If you can remember the business environment before the late 1990s, you may recall that customer service was a much more “hands-on” affair, and it usually involved a phone call or an in-store visit to get information. Before the Web became ubiquitous, servicing the customer involved the time of a trained employee, and it didn’t always result in a positive return on investment. Solving customer issues was based more on verbal than visual cues, and customer satisfaction could be mixed as a result.

On the sales side, it was necessary to send out salespeople for face-to-face contacts. Plus, businesses kept the local printer busy generating trifold brochures and folders, which often contained product descriptions that had to be reprinted when critical specs changed or were inadvertently left out. In the days before the PDF, printing up a batch of sales sheets could run you hundreds or thousands of dollars depending on the size of your audience. Invariably, you’d end up tossing out reams of unused glossy paper when the product was discontinued or upgraded.

For most businesses, websites have offered solutions to those problems. In the same way that advances in software have made accounting a lot easier, a good website design can help your business save time and money when it comes to personnel and marketing. Let’s look at some examples:

* If your customer service people are answering the same questions over and over, you can update the FAQs section on your website with the relevant information or make sure that it’s prominent in another section on your site.
* If people are frequently asking for more information about a specific product, you can showcase that product on your website and then train your salespeople to guide callers to that page. This creates a real-time conversation with in-depth information, and it increases the potential for a closed sale.
* While it still pays to follow up a valuable sales inquiry with a snail-mail reply, you can often save the cost of shipping bulky sales collateral by including the same information sheets on your website—along with videos and other promotional materials that can be viewed by window shoppers and warm leads alike.

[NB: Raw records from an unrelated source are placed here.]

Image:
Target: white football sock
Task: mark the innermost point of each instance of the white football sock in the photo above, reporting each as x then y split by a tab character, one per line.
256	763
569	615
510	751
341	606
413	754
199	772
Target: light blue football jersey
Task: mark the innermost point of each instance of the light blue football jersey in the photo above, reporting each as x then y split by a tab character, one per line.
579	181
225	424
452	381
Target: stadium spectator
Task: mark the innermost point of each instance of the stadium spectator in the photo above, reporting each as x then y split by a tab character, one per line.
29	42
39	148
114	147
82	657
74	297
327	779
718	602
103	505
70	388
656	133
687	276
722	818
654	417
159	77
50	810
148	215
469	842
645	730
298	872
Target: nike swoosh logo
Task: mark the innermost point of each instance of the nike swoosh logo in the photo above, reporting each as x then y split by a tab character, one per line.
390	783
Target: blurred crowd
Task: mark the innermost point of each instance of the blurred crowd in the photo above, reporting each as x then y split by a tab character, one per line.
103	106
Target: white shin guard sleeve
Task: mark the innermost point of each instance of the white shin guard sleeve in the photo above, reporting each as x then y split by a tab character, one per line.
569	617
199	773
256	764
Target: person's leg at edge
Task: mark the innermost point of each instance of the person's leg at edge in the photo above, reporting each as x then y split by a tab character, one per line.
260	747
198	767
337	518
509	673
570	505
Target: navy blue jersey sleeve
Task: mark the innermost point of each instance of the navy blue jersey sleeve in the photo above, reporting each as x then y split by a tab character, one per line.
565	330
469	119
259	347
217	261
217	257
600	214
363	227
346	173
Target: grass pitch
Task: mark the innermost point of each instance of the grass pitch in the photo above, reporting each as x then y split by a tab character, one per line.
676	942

For years, institutions like banks have been training their customers to use automated features like online banking in lieu of calling customer service or using a teller. Although most small business website owners don’t have the complex infrastructure that a bank website requires, they can still benefit greatly by enhancing their sites to address specific customer questions. Better yet, you can head off issues at the pass by showing pricing or related information up-front. If you’ve ever had a long sales conversation in which the client had an issue with the price or service level, you probably understand the value of placing such important information on your site.

If you’re continually being asked for an item you don’t (or can’t) sell or if people want a related service outside your capability, you may want to let people know that you don’t offer it. For example: If your business provides commercial pest control but not residential service, your website would be a good place to point that out. As an added service, you could partner with another company to make sure that a site visitor can be sent to the right destination for residential requests. And if you have enough site traffic, you can even sell ad space to a company that can take care of those visitors.

Using your website to streamline your small business operations offers you a lot of advantages as your business expands. For instance, you can increase your revenue without having to add to your headcount. You can also improve employee satisfaction because self-service customers (or nonconverting callers) will free up your staff to concentrate on more profitable work. By adding interactive features to your site, customers can do things like place orders, make appointments, or schedule reservations online 24 hours a day—which helps to cut down on the dreaded “Monday” call crush that most brick-and-mortar companies tend to experience.

Revisiting your site content—or creating a brand-new website—can take a lot of pressure off overburdened employees without adding to the cost of personnel, especially in an era in which people are more likely to look to the Internet before picking up the phone.